Stems solitary or clustered, globose or ovoid, tubercled. Tubercles conic or cylindric, grooved, at least in many species, woolly and with clusters of spines at the apex. Leaves none. Flowers borne from areolae at the bases of the tubercles. Calyx-tube campanulate or funnel-form, produced beyond the ovary, which is often hidden between the tubercles. Petals in several rows. Ovary smooth, ovoid; style filiform. Berry ovoid or club-shaped, emersed, sometimes crowned by the withering corolla. [Greek, summit-flowering, the flowers being produced near the top.]

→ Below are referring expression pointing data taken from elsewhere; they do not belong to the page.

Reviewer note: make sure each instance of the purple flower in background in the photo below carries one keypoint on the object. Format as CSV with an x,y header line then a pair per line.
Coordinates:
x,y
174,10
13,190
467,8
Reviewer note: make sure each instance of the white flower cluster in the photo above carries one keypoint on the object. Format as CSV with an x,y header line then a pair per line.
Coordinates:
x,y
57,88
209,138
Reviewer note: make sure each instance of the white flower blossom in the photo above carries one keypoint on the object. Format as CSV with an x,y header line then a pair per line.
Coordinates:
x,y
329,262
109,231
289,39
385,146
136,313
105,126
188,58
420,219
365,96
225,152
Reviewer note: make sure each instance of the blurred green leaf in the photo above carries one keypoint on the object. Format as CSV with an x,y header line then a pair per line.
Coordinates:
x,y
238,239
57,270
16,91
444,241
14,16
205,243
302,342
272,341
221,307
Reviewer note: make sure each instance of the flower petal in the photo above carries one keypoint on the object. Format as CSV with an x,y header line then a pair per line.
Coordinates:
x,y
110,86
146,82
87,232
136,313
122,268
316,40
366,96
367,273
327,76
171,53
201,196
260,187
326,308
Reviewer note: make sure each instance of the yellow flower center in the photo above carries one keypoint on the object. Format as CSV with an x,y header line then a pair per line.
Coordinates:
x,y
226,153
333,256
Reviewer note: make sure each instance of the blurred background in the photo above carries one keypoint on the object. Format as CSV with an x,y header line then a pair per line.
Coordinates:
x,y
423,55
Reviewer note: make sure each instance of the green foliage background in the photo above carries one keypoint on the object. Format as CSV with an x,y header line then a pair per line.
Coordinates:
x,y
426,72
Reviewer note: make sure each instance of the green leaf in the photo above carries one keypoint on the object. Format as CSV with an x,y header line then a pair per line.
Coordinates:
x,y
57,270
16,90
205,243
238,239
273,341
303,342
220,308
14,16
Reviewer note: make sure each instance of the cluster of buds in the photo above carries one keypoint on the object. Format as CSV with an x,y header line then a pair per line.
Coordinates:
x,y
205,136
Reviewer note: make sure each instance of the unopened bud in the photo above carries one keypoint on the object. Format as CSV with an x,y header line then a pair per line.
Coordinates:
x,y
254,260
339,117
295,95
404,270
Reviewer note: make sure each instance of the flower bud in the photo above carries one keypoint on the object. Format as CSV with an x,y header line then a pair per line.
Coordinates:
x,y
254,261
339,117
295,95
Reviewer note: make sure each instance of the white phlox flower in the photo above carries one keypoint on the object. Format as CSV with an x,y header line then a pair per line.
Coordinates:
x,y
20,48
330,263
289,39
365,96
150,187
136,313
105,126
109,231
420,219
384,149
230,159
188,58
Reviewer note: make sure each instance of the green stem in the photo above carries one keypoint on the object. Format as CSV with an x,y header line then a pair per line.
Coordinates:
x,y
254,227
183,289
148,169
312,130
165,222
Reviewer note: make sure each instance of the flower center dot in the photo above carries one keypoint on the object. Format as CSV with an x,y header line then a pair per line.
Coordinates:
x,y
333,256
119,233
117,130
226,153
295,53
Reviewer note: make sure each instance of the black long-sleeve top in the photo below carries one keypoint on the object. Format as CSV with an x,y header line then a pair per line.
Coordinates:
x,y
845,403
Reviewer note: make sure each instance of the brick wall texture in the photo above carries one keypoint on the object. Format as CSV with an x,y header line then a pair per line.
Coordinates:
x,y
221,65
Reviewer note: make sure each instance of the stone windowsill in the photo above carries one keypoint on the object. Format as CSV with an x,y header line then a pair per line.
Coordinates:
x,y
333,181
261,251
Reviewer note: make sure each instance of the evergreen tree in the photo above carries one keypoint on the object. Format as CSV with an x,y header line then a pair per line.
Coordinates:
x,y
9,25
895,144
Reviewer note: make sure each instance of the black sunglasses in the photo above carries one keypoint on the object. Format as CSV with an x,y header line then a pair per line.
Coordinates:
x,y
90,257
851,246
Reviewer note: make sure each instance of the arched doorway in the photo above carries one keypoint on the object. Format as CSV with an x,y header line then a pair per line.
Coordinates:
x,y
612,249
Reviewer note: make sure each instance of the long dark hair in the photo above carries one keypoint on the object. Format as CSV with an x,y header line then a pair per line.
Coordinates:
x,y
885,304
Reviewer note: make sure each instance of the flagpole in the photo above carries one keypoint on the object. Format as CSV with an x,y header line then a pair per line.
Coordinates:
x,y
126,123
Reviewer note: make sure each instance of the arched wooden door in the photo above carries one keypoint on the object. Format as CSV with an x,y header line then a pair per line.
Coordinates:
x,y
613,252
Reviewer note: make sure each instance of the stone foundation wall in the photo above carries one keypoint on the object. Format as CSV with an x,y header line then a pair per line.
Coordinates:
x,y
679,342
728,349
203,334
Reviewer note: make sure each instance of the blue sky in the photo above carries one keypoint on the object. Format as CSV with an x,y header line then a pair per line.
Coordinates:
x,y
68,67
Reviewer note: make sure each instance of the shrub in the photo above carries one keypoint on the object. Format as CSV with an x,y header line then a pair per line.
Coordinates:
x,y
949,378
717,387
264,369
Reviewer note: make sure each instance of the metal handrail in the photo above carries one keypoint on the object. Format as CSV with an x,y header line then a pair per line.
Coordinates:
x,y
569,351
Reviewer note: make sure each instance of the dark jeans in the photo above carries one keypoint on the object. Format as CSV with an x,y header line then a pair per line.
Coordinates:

Perhaps 100 species, natives of warm and tropical America. Besides the following, many others occur in the southwestern States. The generic name Cactus used for these plants in our first edition belongs to the Turk's-head Cacti of tropical America. Type species: Mamillaria sulcata Engelm.

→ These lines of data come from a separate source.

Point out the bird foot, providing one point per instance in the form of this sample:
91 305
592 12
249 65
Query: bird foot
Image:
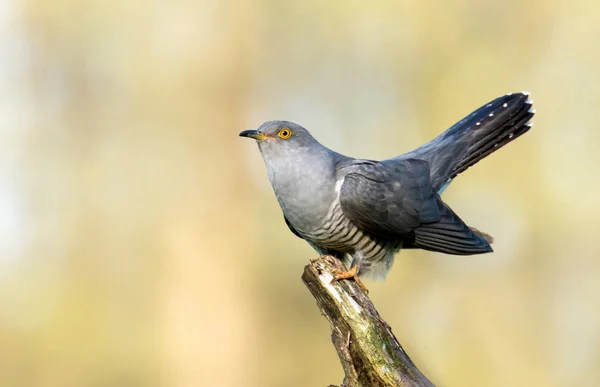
352 273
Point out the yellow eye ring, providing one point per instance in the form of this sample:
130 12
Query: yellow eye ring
285 133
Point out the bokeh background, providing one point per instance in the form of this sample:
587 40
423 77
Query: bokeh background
140 242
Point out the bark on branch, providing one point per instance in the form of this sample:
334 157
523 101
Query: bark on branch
370 354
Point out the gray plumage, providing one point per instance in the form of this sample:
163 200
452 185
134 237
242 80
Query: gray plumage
364 211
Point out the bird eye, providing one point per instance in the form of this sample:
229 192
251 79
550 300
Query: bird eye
285 133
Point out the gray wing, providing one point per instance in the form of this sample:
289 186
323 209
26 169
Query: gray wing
395 200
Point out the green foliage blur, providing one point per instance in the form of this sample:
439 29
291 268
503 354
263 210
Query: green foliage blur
140 242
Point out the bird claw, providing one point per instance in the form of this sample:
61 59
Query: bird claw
352 273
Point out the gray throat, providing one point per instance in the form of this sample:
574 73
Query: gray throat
304 184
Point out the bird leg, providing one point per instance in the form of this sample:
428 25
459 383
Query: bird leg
352 273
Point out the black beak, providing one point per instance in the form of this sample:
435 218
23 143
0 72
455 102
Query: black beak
255 134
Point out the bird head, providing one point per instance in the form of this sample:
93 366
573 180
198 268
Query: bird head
278 138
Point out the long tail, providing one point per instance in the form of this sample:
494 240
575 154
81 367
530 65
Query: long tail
476 136
505 120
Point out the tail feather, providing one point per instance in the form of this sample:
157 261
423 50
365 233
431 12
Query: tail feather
495 133
474 137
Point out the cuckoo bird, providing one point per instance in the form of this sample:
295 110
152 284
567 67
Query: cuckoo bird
364 211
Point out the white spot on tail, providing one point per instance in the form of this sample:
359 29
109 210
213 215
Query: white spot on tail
338 185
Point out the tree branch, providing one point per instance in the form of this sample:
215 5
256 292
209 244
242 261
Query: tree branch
370 354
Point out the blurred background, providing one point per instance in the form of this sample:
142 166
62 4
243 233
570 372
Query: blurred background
140 241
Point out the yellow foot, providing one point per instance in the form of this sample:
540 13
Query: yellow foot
352 273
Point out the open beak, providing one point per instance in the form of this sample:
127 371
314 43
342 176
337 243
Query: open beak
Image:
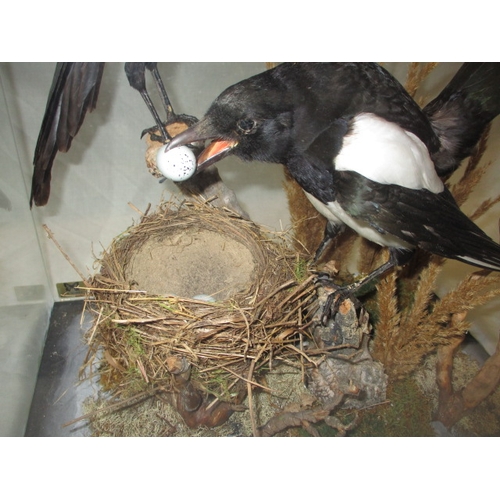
202 131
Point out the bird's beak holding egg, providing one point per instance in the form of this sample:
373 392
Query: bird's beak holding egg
203 131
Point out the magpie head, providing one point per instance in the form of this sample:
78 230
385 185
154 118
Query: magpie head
253 119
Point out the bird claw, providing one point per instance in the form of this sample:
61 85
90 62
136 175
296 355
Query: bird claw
336 295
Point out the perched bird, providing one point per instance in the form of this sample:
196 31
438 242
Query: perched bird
74 92
366 155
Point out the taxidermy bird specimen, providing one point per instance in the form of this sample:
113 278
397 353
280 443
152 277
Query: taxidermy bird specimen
366 155
74 92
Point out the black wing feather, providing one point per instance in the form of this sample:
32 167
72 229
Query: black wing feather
427 220
74 92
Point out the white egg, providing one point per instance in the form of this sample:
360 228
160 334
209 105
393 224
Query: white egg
177 164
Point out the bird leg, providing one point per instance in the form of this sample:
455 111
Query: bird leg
397 257
136 77
161 89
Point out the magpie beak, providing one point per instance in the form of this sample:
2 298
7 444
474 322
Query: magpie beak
217 149
366 155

Cactus mamillaris Nutt. Gen. 1: 295. 1818. Not L. 1753.
M. Nuttallii Engelm. Mem. Am. Acad. 4: 49. 1849.
Cactus missouriensis Kuntze, Rev. Gen. Pl. 259. 1891.
Stems mostly single, globose, 1'-2' high. Tubercles 6"-8" long, arranged in about 8 spiral rows, slightly grooved; spines gray, 10-20 together, the stouter central one 5"-6" long, or wanting; flowers yellow, or reddish, about 1' long and about the same breadth when expanded; petals 2"-3" wide, acute, abruptly mucronate; stigmas 2-5, very short, erect; berry globose, scarlet, 3"-4" in diameter, ripening the following spring; seeds black, globose, pitted, about i" in diameter.
Plains and dry soil. North Dakota to Kansas and Texas, west to Colorado. Pelots. May.
Cactus viviparus Nutt. Fraser's Cat. 1813.
Stems single or tufted, 1-5' high, 1 1/2-2' in diameter. Tubercles terete or nearly so, slightly grooved, bearing 3-8 slender reddish-brown spines 6"-10" long, surrounded by 12-25 somewhat shorter, whitish or greenish ones in a single row; flowers purple, nearly 2' long; petals lanceolate, narrow; sepals fringed; berry ovoid, 6"-9' long, green; seeds light brown, obovoid, curved, pitted, about \" long.
Plains and rocky soil, Minnesota to Manitoba, Alberta, Kansas, and Colorado.